I had a 3th date where on the date itself was asked to become friends instead. For context we went for a walk on the beach for the first date, the 2nd was just a short one for drinks to to busy agenda’s and the 3th was drinks once again.

I have heard the lets be friends before, but it never felt sincere. This time it does, because it first started with ‘hey I have to be honest, I don’t see this going anywhere romantically’. But then we just continued talking, it even released all tension and conversation flow became super natural, as I no longer needed to search for making a move. It was late before we finally went home and thats when she asked to become friends.

I find her attractive, which I told her, and like her as a person, but I had 0 feelings yet. So I told her yea being friends could actually still work! It feels a bit weird becoming friends knowing we met on a dating app. Has this worked out for you before?

17 comments
  1. Most of my friends are former dates or hookups. It works for me 🙂 Go for it!

  2. It might work, but only if you’re okay seeing her dating other guys. You have no feelings (yet), but you already said you’re attracted to her and the “just friends” part was not your call… She’s going to be actively dating, so the contact you now have with her will probably change at some point. You won’t be a priority anymore. Also there’s a big chance the friendship will fade if she meets someone. If you’re fine with all of that, go ahead.

    I have some female friends I met on dating apps, but they’re mostly online friendships. We only meet up like once or twice a year in real life. Some of those friendships ended once they got a boyfriend, basically because they stopped putting in effort to stay in touch.

  3. I became friends with someone who I had two dates with.

    My only caution would be is be prepared for her to talk to you and/or complain about her future relationships and the fact she might try and stick it out with someone she is clearly not compatible with or isn’t good to her.

    You mentioned you found her attractive, when she starts talking to you about future dates and asking for advice, will you be able to handle that? Will you be asking yourself, “Why couldn’t she try harder with me? She’s dating this loser!” If you think you might think that, I’d just move on altogether. If you truly and honestly have 0 feelings and it won’t bother you, then be friends.

  4. I had this happen after a first date (didn’t feel chemistry at first) and ended up developing a relationship later.

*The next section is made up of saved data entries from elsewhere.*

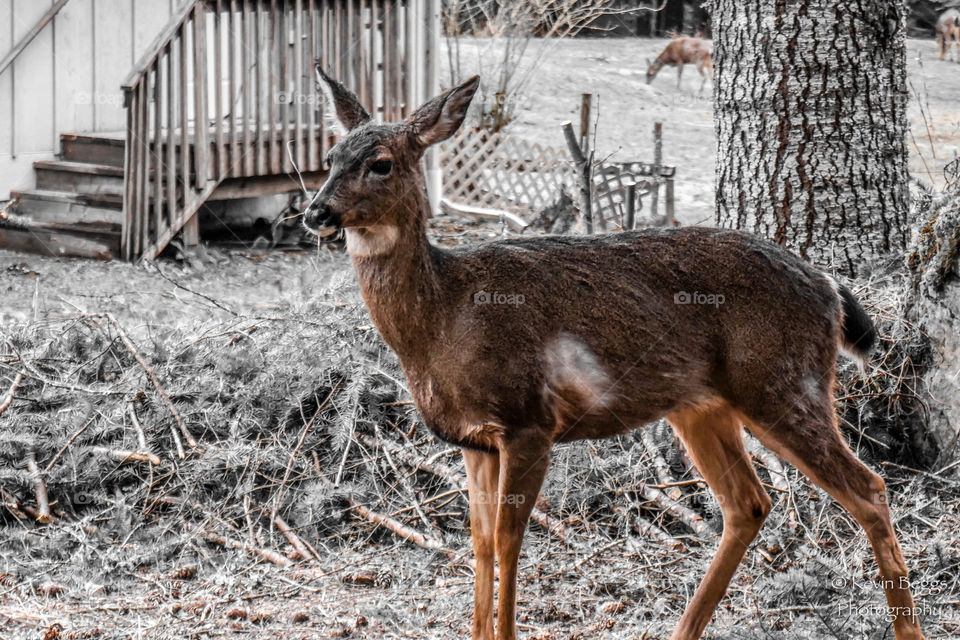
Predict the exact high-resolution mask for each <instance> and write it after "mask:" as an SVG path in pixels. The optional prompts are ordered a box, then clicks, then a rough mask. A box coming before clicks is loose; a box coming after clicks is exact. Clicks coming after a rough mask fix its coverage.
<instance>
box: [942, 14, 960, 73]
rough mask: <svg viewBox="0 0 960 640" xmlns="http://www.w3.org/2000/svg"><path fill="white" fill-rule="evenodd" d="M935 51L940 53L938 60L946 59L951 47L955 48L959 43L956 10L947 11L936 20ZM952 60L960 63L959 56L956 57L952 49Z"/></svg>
mask: <svg viewBox="0 0 960 640" xmlns="http://www.w3.org/2000/svg"><path fill="white" fill-rule="evenodd" d="M936 29H937V49H939V51H940V59H941V60H943V59H944V58H946V56H947V53H949V52H950V48H951V47H956V46H957V43H958V42H960V11H958V10H956V9H947V10H946V11H944V12H943V13H942V14H941V15H940V18H939V19H938V20H937V27H936ZM953 58H954V60H955V61H957V62H960V56H958V55H957V52H956V48H954V53H953Z"/></svg>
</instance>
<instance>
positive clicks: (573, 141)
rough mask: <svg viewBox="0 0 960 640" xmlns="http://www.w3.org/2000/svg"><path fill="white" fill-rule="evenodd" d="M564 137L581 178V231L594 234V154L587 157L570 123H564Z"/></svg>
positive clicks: (580, 182) (577, 171)
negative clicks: (591, 204) (592, 212)
mask: <svg viewBox="0 0 960 640" xmlns="http://www.w3.org/2000/svg"><path fill="white" fill-rule="evenodd" d="M561 126H562V127H563V135H564V137H565V138H566V139H567V148H568V149H569V150H570V156H571V157H572V158H573V163H574V165H575V166H576V167H577V174H578V177H579V178H580V223H579V225H578V226H579V227H580V231H581V232H582V233H584V234H586V235H591V234H592V233H593V214H592V212H591V210H590V196H591V187H592V184H591V180H590V168H591V165H592V164H593V162H592V161H593V154H592V153H591V154H590V156H585V155H584V153H583V150H582V149H581V148H580V145H579V144H577V138H576V136H575V135H574V133H573V125H572V124H571V123H570V121H567V122H564V123H563V124H562V125H561Z"/></svg>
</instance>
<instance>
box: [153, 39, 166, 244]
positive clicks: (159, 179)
mask: <svg viewBox="0 0 960 640" xmlns="http://www.w3.org/2000/svg"><path fill="white" fill-rule="evenodd" d="M162 59H163V52H162V51H161V52H160V53H158V54H157V59H156V60H155V61H154V63H153V82H154V85H153V95H154V99H153V136H152V141H153V161H154V162H153V165H154V166H153V169H154V171H153V229H154V233H160V231H161V230H162V229H163V170H164V165H163V112H164V109H163V83H162V78H161V73H160V70H161V68H162V67H161V64H160V63H161V62H162Z"/></svg>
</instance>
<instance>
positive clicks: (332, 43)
mask: <svg viewBox="0 0 960 640" xmlns="http://www.w3.org/2000/svg"><path fill="white" fill-rule="evenodd" d="M330 35H331V39H330V42H331V44H332V45H333V73H334V77H335V78H336V79H338V80H339V81H341V82H344V81H346V74H345V73H344V71H343V67H344V57H343V39H342V38H343V0H333V33H331V34H330Z"/></svg>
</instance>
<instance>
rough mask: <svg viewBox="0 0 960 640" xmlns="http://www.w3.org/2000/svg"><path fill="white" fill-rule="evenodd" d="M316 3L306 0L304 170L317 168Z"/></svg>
mask: <svg viewBox="0 0 960 640" xmlns="http://www.w3.org/2000/svg"><path fill="white" fill-rule="evenodd" d="M316 4H317V0H307V54H308V58H307V69H306V78H305V83H306V85H305V88H306V95H307V96H309V98H306V103H307V161H306V163H304V167H303V170H304V171H316V170H317V168H318V167H317V135H318V134H319V132H318V131H317V97H318V96H317V89H316V81H315V80H314V78H315V77H316V72H315V71H314V69H313V65H314V61H315V58H316V57H317V51H316V48H315V38H316V33H317V23H316Z"/></svg>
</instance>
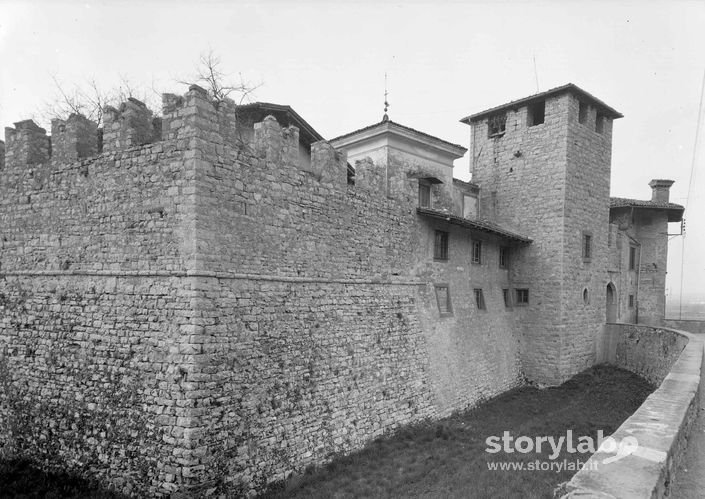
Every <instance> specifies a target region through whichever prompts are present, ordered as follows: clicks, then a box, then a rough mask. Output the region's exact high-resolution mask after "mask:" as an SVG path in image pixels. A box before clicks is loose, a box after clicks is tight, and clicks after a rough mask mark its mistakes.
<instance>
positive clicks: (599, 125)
mask: <svg viewBox="0 0 705 499" xmlns="http://www.w3.org/2000/svg"><path fill="white" fill-rule="evenodd" d="M595 131H596V132H597V133H603V132H604V131H605V115H604V114H602V113H597V117H596V118H595Z"/></svg>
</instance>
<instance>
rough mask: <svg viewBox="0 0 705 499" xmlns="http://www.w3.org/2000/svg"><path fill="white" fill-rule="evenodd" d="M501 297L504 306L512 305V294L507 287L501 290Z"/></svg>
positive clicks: (511, 306)
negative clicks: (506, 287)
mask: <svg viewBox="0 0 705 499" xmlns="http://www.w3.org/2000/svg"><path fill="white" fill-rule="evenodd" d="M502 298H504V306H505V307H506V308H511V307H512V295H511V294H510V293H509V290H508V289H503V290H502Z"/></svg>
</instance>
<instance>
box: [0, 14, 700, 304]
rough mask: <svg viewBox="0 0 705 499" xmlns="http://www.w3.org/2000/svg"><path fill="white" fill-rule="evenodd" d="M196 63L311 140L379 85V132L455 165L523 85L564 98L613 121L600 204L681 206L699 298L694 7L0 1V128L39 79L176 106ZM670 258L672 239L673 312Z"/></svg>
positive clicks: (695, 45) (358, 120)
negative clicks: (241, 73)
mask: <svg viewBox="0 0 705 499" xmlns="http://www.w3.org/2000/svg"><path fill="white" fill-rule="evenodd" d="M209 49H212V50H213V51H214V53H216V54H218V55H219V56H220V57H221V59H222V65H223V67H224V68H225V69H227V70H228V71H230V72H232V73H233V74H234V75H237V73H242V74H243V75H244V77H245V78H246V79H248V80H250V81H252V82H262V86H261V87H260V88H259V89H258V90H257V91H256V93H255V95H254V100H261V101H267V102H275V103H279V104H289V105H291V106H292V107H293V108H294V109H295V110H296V111H297V112H298V113H299V114H300V115H301V116H303V118H304V119H305V120H306V121H308V122H309V123H310V124H311V125H312V126H313V127H314V128H315V129H316V130H318V132H319V133H321V134H322V135H323V136H324V137H326V138H333V137H335V136H337V135H340V134H343V133H346V132H349V131H352V130H355V129H357V128H360V127H363V126H367V125H370V124H372V123H375V122H378V121H379V120H380V119H381V117H382V113H383V102H384V74H385V72H386V73H387V74H388V87H389V102H390V104H391V107H390V110H389V114H390V117H391V119H393V120H394V121H397V122H399V123H402V124H404V125H407V126H411V127H413V128H416V129H419V130H422V131H424V132H427V133H430V134H432V135H436V136H438V137H440V138H442V139H445V140H449V141H451V142H455V143H458V144H461V145H463V146H465V147H467V146H468V145H469V128H468V127H467V126H466V125H463V124H461V123H459V122H458V120H459V119H460V118H462V117H464V116H467V115H469V114H472V113H475V112H478V111H481V110H484V109H486V108H489V107H493V106H495V105H498V104H502V103H505V102H508V101H510V100H514V99H517V98H521V97H525V96H528V95H531V94H533V93H535V92H536V91H537V80H538V90H541V91H543V90H547V89H550V88H553V87H556V86H559V85H562V84H565V83H568V82H572V83H575V84H577V85H579V86H581V87H582V88H583V89H585V90H587V91H588V92H590V93H592V94H593V95H595V96H596V97H598V98H599V99H601V100H603V101H605V102H606V103H607V104H609V105H610V106H612V107H614V108H615V109H617V110H618V111H620V112H622V113H623V114H624V116H625V117H624V118H623V119H621V120H619V121H617V122H616V123H615V127H614V137H613V156H612V195H614V196H622V197H634V198H642V199H648V198H650V196H651V190H650V188H649V187H648V185H647V184H648V182H649V181H650V180H651V179H653V178H670V179H673V180H675V181H676V183H675V184H674V186H673V188H672V195H671V200H672V201H674V202H677V203H680V204H684V205H685V204H686V202H688V206H687V207H688V211H687V213H686V218H687V219H688V224H687V227H688V235H687V238H686V244H685V262H684V268H685V272H684V275H685V278H684V283H683V286H684V292H685V293H699V294H702V295H705V287H703V286H702V284H701V283H703V282H705V259H703V258H702V255H703V250H704V249H705V220H704V218H705V217H704V216H703V215H704V214H705V200H704V199H703V198H704V196H705V172H703V161H704V160H705V150H704V149H705V147H702V146H701V147H699V150H698V153H697V154H696V161H695V165H696V171H695V175H694V181H693V184H692V186H691V189H690V191H691V192H690V197H689V199H687V197H688V190H689V189H688V186H689V177H690V174H691V164H693V151H694V143H695V130H696V124H697V117H698V107H699V101H700V88H701V84H702V80H703V71H704V70H705V2H704V1H639V2H623V1H610V2H588V1H568V2H566V1H555V2H528V1H517V2H441V1H434V2H431V1H413V0H410V1H406V2H404V3H392V2H388V3H381V2H371V1H369V2H352V1H347V2H338V1H329V2H323V1H310V2H306V1H300V0H299V1H290V2H284V1H262V2H256V3H255V2H249V3H248V2H227V3H226V2H200V3H197V2H193V1H189V2H186V1H171V2H168V1H160V2H150V1H141V2H128V1H110V2H105V1H102V2H97V1H87V2H61V1H54V2H41V1H36V0H35V1H33V2H21V3H20V2H8V1H6V0H0V68H2V69H0V124H1V125H2V126H11V124H12V123H13V122H16V121H19V120H22V119H25V118H28V117H30V116H32V115H33V114H35V113H37V111H38V110H39V109H41V107H42V106H43V105H44V103H45V102H47V101H49V100H51V98H52V96H54V95H55V94H56V92H55V86H54V82H53V81H52V76H56V77H57V78H58V79H59V80H60V81H61V82H63V83H64V85H65V86H70V85H71V84H73V83H81V84H83V83H85V82H86V81H87V80H89V79H95V80H96V81H97V82H98V83H99V84H101V85H102V86H104V87H106V88H108V87H111V86H115V85H117V84H118V82H119V80H120V79H121V78H127V79H128V80H129V81H130V82H131V83H132V84H133V85H135V86H141V87H142V88H145V89H152V88H155V89H157V90H159V91H171V92H177V93H183V92H184V91H185V90H186V88H185V87H184V86H183V85H179V84H177V83H175V81H176V80H179V79H181V80H183V79H188V76H189V75H190V74H192V73H193V70H194V67H195V65H196V62H197V61H198V58H199V55H200V54H202V53H204V52H207V51H208V50H209ZM534 61H535V62H534ZM148 92H150V93H151V90H148ZM702 135H705V130H703V133H702ZM701 142H703V140H701ZM468 170H469V160H468V158H467V157H466V158H463V159H462V160H459V161H457V162H456V167H455V175H456V177H459V178H463V179H468V178H469V172H468ZM673 229H674V230H675V228H673ZM680 256H681V238H680V237H676V238H673V240H672V241H671V243H670V244H669V257H670V258H669V280H668V283H667V288H668V289H669V290H670V292H671V293H672V294H675V295H677V294H678V291H679V289H680V267H681V259H680ZM701 291H702V292H701Z"/></svg>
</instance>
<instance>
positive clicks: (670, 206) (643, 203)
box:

  5. Sounds like you gave her some boring dates, as in she may have done those with other guys previous to you and this was just another round of easy dates, sure a walk on the beach is romantic but that should be saved after a really great date or ease into walking on the beach, just a tip, and drinks could be fun, but another date of just drinks, that’s lazy dating. Unless there’s more to it than that you did for her, please tell. No hard feelings man, but no wonder she gave the “let’s be friends” line, she’s bored and wants to date other no longer see you as a possible relationship candidate, the “let’s be friends” line is all bs and she is playing safe, because she didn’t want to hurt your feelings and tell you it’s not going anywhere, or cancel on you, but goes on date and tells you that, yea, don’t be friends with her, like another poster said, it’s a waste of time, because she will find someone else and your connection with her will fade. Take this as a learning experience, do some real fun stuff, share your hobbies or interest with your dates, do other activities besides drinks and a walk on the beach, those are good but there should be more, a walk on the beach should be a closer to a date, and drinks as well. Good luck bro

  6. No, never, shes knows your attracted to her and will just use you as an emotional cushion to complain about other guys while you spend money on her, cut her off.

  7. Women often have a larger social circle and will set their guy friends up with girl friends. Men not so much. So I say go for it as long as you keep your expectations non romantic and aren’t expending a lot of emotional energy or time on this person. I’d try to focus on group hangouts esp as you get beyond the getting to know you stage.

  8. The best thing is to be the friend. Esch of you will introduce each other to other people and perhaps your person is in one of those groups.

  9. Er no, What are you gaining from being friends with this woman? Are you lacking in friends? Social life? If a woman tries to friendzone me I’m out, I’d honestly tell her thanks but no thanks.

  10. If you are cool with just being friends then this new friend could probably introduce to some more single ladies. A new friend and social circle sounds like a win to me!

  11. Nope, walk away. I’m sorry but she can go make friends like the rest of us through hobbies, interests and other friends. I’m so tired of people asking for friendship from people that they know find them attractive. That’s making for an unhealthy friendship.

  12. Man people no need to get butt hurt about friendship. If you only wanted someone for a relationship and you are not interested in maintaining a friendship then just say peace. I have trouble wanting to spend any meaningful time with someone so friendship is awesome.

  13. In my experience just friends hasn’t worked out for me. Only because the girls just wanted a pen pal. But I have heard of it working.

    If she is nice she can help you with girl questions down the road. And she might have friends.

    If you don’t want to do it just end it gracefully and no harm no foul on anyone’s part.

    I know this can he such a blow to the ego but this happens to everyone. Best of luck champ!

  14. I’ve met two people on a dating app that later became friends. Just like you said, it felt like all the tension went away and we were able to talk and hang out much more easily.